For her investigation, Callamard said that, among other things, she had viewed CCTV footage from inside the consulate of the killing itself.
The report identified by name the 15 people she said were part of the mission to kill Khashoggi, and suggested that many of them were not on the list of 11 unnamed suspects facing a closed-door trial over the murder, and five could face the death penalty.
Wednesday's report also found that there was evidence that "Saudi Arabia deliberately used consular immunity to stall Turkey's investigations until the crime scene could be thoroughly cleaned."
"In view of my concerns regarding the fairness of the trial of the 11 suspects in Saudi Arabia, I call for the suspension of the trial," she said in the report.
Callamard noted limitations on her inquiry, which began in January.
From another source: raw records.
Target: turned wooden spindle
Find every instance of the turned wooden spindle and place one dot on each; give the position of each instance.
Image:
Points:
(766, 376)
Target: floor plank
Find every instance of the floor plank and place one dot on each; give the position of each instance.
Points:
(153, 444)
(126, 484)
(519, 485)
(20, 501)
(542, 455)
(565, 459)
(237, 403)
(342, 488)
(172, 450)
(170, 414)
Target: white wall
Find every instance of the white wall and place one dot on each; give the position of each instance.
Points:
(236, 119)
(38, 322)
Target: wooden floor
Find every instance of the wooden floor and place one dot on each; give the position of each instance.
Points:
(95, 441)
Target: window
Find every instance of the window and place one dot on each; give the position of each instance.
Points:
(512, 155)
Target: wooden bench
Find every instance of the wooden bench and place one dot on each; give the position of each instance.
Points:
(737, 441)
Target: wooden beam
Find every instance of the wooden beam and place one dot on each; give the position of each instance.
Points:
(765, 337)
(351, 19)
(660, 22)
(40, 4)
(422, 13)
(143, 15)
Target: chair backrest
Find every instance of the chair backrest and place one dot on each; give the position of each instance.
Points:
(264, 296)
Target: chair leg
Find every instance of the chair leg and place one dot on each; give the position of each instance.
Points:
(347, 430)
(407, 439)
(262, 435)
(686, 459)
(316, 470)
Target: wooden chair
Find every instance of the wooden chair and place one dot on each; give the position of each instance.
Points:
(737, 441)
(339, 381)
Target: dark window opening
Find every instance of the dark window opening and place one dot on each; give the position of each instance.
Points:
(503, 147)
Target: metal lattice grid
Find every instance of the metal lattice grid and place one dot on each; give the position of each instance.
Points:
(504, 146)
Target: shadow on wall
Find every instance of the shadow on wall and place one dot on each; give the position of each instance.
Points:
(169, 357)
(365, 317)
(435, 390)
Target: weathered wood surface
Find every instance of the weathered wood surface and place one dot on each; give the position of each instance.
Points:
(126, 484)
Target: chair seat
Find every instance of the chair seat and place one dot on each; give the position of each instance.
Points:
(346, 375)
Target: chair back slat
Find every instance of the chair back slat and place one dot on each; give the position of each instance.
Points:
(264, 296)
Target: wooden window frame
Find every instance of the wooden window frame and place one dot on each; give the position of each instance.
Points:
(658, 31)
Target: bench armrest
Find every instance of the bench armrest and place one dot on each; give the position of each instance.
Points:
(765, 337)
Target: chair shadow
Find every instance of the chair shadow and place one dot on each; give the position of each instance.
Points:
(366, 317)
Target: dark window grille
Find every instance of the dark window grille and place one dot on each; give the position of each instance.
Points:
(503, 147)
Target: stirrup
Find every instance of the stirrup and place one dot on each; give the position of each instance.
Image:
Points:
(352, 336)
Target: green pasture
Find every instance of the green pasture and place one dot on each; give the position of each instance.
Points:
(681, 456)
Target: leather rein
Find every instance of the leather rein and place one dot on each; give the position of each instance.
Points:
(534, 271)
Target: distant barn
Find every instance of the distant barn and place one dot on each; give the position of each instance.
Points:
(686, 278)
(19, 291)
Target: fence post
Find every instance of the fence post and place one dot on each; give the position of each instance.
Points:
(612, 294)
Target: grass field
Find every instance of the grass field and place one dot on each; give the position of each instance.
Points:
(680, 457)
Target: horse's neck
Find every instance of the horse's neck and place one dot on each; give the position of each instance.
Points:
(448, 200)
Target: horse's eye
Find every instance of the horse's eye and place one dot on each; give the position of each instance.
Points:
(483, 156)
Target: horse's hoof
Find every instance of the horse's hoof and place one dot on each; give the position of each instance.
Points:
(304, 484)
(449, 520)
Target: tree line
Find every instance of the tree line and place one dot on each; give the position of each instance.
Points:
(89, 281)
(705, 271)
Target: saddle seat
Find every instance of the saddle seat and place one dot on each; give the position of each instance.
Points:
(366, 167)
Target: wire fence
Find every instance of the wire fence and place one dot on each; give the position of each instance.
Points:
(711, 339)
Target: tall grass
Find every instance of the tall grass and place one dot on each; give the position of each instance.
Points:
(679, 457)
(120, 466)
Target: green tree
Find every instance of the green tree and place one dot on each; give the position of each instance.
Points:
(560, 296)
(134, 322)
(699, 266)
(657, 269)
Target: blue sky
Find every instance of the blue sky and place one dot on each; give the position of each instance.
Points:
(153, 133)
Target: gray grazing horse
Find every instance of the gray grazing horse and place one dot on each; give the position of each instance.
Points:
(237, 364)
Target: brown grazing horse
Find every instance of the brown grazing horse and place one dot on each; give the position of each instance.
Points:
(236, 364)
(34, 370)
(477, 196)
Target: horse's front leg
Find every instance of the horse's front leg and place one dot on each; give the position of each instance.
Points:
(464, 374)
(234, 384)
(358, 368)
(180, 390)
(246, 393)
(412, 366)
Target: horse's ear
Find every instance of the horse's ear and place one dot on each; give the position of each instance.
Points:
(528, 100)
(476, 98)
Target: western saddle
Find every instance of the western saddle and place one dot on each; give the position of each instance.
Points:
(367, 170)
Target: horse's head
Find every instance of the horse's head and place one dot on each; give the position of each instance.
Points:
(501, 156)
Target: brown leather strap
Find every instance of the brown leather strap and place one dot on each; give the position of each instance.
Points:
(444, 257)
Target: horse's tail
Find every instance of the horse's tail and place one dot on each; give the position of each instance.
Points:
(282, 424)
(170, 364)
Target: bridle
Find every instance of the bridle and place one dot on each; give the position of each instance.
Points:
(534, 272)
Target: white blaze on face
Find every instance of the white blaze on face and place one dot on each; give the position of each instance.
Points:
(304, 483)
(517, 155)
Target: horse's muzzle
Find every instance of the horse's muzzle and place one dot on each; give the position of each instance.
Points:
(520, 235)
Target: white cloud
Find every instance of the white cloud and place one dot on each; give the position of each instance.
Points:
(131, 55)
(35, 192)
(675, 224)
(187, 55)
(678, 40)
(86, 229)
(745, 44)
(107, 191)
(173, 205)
She received no response to her request to travel to Saudi Arabia. She wrote that she had received only a total of 45 minutes of tapes recorded within the consulate around the time of the killing, while Turkish intelligence had referenced some 7 hours of recordings.
The report offers gruesome, nearly minute-by-minute accounting of the events surrounding the killing, and cites sounds of a buzzing saw that could have been used to dismember Khashoggi's body.
The U.S. State Department has publicly designated 16 people for their roles in the killing of Khashoggi. Many U.S. lawmakers have criticized President Donald Trump for not condemning Saudi Arabia for the journalist's killing.